Much like the annual flu, staving off COVID-19 requires close attention to hygiene. It is also more important than ever for people to use good hygiene, stay home when sick and contact their health provider before going to the Emergency Department. While Public Health is not advising schools to close at this time, this outbreak highlights the important role of health care providers across our communities – including in our schools.
Schools are already taking steps to prevent the spread of COVID-19. At the same time, we know that investing in prevention and having a nurse available to respond to illness is easier for some school districts than others. The fact that a school nurse first identified the 2009 H1N1 outbreak highlights the critical role these frontline health care providers play.
Many of our state’s schools do not have access to even basic levels of school nurse services. This shortage makes maintaining student health challenging even in the best of circumstances, and that challenge is magnified during a public health crisis such as the COVID-19 outbreak. Statewide, the School Nurse Corps provides direct nursing services and supports to primarily small, rural school districts with less than 2,000 students, as well as guidance and support to larger school districts. It also ensures that school staff are trained in emergency response and how to follow student health care plans so that kids are safe even when there are no medical personnel on site.
Over the last 20 years funding for the School Nurse Corps has remained flat, even as both student health conditions and the need for nursing care have drastically increased. And now, the COVID-19 outbreak highlights yet another critical role that schools nurses serve.
The breadth of support school nurses provide during outbreaks benefits the whole community. From supporting custodial staff and teachers with proper cleaning and disinfection processes to communicating in a mindful and therapeutic way with families navigating illness, school nurses are on the front lines. For example, school nurses ensure schools are following the state and federal classroom cleaning guidance to ensure that all students have access to a healthy learning environment.

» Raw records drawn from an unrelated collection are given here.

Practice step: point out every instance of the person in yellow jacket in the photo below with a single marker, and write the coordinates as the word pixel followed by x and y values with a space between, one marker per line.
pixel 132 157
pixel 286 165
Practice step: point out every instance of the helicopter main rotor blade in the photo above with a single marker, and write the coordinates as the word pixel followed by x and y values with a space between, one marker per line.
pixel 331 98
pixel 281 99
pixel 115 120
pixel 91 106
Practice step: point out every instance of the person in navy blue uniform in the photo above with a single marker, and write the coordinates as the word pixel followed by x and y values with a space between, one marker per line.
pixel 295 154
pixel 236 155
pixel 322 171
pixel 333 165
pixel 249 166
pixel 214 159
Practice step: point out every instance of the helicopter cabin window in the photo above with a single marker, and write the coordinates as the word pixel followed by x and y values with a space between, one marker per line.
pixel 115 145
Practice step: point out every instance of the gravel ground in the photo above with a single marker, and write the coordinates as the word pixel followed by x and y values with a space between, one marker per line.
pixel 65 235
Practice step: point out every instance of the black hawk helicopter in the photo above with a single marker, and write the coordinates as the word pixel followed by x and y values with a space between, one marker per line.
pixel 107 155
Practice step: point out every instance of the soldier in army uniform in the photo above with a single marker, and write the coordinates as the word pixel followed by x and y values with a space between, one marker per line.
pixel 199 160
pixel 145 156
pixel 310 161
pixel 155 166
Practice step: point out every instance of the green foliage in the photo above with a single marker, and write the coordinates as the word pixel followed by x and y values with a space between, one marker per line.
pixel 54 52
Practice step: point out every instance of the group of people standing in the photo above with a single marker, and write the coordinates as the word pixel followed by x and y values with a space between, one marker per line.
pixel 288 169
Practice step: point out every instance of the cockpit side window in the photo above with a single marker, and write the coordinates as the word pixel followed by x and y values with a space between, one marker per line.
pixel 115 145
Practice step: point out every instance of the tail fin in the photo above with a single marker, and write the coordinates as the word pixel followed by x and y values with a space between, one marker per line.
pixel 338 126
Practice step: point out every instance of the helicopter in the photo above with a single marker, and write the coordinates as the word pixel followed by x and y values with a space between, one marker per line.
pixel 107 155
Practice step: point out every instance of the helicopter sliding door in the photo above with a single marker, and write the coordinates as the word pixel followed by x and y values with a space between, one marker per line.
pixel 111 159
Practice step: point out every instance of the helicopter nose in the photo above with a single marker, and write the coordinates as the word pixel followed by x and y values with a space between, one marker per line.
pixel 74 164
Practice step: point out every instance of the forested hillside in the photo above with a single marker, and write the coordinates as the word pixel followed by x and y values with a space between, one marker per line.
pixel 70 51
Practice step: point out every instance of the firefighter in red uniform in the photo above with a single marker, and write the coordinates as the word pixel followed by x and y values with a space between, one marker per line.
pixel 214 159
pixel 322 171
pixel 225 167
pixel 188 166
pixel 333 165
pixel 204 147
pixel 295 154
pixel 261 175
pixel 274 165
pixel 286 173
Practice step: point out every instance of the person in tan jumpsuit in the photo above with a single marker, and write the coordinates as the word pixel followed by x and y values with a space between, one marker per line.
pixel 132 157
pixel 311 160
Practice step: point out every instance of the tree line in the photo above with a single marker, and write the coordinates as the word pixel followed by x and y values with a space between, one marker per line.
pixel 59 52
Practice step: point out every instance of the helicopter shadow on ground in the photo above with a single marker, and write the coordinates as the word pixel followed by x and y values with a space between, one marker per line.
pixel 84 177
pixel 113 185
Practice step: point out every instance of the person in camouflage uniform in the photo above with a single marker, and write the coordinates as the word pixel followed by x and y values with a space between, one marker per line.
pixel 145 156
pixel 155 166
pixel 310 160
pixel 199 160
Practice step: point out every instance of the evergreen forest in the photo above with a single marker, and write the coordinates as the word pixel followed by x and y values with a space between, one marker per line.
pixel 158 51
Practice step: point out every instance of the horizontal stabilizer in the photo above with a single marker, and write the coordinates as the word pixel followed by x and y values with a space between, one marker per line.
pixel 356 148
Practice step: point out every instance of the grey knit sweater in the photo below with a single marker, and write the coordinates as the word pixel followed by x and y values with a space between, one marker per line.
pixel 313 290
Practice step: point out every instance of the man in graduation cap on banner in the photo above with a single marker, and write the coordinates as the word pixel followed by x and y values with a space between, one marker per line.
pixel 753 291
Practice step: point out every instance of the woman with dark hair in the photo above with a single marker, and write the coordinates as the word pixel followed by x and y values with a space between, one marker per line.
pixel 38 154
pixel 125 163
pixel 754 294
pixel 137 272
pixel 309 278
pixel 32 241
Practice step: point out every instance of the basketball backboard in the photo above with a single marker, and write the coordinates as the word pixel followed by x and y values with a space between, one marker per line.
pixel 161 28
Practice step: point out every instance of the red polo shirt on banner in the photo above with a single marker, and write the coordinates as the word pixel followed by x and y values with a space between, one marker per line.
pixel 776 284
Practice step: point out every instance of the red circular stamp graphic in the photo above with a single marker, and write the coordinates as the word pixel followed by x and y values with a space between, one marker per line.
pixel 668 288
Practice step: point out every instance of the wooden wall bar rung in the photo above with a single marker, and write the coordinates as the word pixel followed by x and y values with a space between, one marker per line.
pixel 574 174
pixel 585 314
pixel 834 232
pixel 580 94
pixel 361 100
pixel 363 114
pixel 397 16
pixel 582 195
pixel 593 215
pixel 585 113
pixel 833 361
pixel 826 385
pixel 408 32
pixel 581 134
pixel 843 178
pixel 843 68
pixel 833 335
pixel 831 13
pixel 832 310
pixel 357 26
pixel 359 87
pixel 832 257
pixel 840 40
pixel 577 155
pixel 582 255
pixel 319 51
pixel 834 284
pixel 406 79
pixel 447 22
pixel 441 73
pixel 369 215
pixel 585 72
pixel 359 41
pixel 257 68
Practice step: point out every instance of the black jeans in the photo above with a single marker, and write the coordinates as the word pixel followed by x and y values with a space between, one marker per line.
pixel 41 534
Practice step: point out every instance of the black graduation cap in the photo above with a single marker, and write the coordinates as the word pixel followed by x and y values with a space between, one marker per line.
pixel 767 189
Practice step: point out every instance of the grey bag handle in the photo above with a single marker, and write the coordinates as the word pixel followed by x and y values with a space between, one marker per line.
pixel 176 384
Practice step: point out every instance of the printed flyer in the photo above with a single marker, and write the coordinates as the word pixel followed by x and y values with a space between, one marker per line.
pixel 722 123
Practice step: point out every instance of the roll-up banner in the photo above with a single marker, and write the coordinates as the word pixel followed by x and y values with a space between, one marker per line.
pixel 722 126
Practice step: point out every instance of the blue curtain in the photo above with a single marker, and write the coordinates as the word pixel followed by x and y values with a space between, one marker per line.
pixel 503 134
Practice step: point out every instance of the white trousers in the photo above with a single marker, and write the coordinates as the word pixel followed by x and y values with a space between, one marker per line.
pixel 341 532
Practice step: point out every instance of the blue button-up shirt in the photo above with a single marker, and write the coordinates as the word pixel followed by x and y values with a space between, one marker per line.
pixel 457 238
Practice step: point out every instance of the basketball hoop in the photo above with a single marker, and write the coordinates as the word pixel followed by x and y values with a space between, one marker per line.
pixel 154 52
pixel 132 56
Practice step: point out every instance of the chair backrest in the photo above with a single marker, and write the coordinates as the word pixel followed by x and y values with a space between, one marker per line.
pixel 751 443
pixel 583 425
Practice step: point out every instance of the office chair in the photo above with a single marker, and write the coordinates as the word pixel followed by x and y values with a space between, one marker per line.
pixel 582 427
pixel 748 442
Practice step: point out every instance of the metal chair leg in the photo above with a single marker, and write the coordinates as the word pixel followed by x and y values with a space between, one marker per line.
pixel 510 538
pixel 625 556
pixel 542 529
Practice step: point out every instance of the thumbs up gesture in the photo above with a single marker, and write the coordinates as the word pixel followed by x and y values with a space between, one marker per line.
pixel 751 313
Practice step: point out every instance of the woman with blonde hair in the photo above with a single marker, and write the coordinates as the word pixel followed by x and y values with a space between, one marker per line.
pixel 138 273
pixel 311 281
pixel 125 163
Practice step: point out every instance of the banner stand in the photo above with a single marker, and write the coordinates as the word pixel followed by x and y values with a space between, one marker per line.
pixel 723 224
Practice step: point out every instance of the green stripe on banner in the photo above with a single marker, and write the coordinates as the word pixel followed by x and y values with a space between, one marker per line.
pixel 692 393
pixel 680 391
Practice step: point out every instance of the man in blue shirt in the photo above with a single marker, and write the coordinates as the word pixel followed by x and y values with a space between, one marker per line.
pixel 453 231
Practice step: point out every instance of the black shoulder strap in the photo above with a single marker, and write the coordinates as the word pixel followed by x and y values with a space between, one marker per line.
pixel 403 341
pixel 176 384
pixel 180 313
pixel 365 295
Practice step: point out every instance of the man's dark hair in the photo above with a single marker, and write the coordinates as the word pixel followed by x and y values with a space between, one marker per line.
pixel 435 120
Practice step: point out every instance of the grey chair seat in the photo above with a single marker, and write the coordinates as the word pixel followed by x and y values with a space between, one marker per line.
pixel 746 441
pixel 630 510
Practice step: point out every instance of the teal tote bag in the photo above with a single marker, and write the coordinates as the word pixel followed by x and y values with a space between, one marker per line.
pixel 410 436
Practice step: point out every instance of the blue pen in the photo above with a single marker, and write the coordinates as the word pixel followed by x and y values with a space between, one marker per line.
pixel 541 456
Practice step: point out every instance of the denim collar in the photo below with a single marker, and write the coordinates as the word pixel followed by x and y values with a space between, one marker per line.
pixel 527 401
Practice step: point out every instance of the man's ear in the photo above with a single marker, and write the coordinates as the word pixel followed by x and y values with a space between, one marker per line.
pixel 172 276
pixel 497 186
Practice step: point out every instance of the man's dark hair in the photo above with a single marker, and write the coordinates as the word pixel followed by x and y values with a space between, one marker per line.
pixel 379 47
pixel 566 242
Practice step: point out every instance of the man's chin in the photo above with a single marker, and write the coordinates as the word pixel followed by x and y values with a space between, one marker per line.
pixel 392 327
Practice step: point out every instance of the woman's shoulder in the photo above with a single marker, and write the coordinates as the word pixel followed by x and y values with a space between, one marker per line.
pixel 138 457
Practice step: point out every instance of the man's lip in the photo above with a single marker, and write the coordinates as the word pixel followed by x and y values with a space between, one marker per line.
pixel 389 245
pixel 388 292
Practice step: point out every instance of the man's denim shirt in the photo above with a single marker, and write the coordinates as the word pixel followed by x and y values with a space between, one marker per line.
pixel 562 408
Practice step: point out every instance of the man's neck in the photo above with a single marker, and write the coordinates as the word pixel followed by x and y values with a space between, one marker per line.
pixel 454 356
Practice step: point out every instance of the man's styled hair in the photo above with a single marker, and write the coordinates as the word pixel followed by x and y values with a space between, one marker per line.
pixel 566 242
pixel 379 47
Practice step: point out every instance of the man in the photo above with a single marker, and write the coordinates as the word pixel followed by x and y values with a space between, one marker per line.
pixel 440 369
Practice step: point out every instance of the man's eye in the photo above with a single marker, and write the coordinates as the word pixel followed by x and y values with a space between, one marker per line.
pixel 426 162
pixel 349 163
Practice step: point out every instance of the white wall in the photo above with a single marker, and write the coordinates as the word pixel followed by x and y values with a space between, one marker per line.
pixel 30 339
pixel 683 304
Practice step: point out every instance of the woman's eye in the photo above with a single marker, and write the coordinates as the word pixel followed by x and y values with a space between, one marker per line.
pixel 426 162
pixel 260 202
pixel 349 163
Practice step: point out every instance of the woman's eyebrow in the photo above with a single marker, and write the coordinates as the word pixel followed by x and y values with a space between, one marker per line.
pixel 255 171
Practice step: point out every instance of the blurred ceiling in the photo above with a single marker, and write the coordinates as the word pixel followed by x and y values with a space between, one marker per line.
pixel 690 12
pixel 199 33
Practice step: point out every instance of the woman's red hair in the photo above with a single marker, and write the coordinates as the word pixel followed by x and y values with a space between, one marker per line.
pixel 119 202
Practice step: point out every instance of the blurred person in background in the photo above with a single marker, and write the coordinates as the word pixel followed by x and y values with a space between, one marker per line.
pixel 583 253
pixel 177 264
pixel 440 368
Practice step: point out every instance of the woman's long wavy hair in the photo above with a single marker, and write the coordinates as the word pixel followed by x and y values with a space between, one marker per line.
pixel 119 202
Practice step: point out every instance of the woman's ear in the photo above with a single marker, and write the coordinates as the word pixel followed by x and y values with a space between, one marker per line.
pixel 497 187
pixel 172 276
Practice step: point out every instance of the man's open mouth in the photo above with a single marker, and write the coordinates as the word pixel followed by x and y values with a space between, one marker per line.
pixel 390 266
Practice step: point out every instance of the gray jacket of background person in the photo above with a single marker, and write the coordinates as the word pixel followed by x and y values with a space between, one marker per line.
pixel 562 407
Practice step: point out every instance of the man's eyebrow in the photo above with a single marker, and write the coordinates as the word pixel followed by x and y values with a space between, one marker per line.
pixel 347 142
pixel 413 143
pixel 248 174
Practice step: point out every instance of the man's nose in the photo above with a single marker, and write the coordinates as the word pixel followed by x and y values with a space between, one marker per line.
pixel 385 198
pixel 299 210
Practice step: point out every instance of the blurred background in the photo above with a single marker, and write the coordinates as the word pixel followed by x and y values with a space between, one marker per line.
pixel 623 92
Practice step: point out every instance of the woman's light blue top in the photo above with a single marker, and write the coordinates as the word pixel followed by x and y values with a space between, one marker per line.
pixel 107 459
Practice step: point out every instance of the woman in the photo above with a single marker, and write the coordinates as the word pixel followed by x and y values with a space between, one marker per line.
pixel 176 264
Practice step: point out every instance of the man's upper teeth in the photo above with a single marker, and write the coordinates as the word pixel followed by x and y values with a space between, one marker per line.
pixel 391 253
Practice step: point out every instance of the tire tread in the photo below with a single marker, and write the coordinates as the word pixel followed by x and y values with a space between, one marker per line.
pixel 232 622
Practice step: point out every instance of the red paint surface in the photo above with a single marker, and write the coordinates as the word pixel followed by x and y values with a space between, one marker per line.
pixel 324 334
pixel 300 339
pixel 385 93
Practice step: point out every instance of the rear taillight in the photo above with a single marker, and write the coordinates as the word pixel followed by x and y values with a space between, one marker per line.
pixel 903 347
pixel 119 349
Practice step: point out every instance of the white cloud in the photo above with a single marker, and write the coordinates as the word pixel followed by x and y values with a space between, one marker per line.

School nurses also serve as the professional link between the education sector and public health. These professional RNs provide accurate and timely information to families and community members on public health developments, and work with schools and school districts to ensure that health protocols are understood and followed. School nurses are key to successful planning and implementation of evidence based prevention and response practices – and especially during outbreaks.
Even when there’s not a disease outbreak, school nurses are critical to ensuring students are healthy and ready to learn. In countless studies, school nurses have been associated with increased classroom attendance and improved academic achievement. Smaller nurse to student ratios are associated with lower absenteeism rates and higher graduation rates. Additionally, a key role of the school nurse includes assessing students’ health status, identifying barriers to educational progress, and developing health care plans to help avoid school absences.
During this outbreak and every day, our students deserve the security of having a registered professional nurse on campus. Please join us in urging Washington state lawmakers to invest $1.7 million in new funding in the School Nurse Corps during the 2020 legislative session.
Lynn Nelson, MSN, RN is a member of WSNA’s Legislative & Health Policy Council. Tessa McIlraith is the Legislative Chair for the School Nurse Organization of Washington and a practicing school nurse.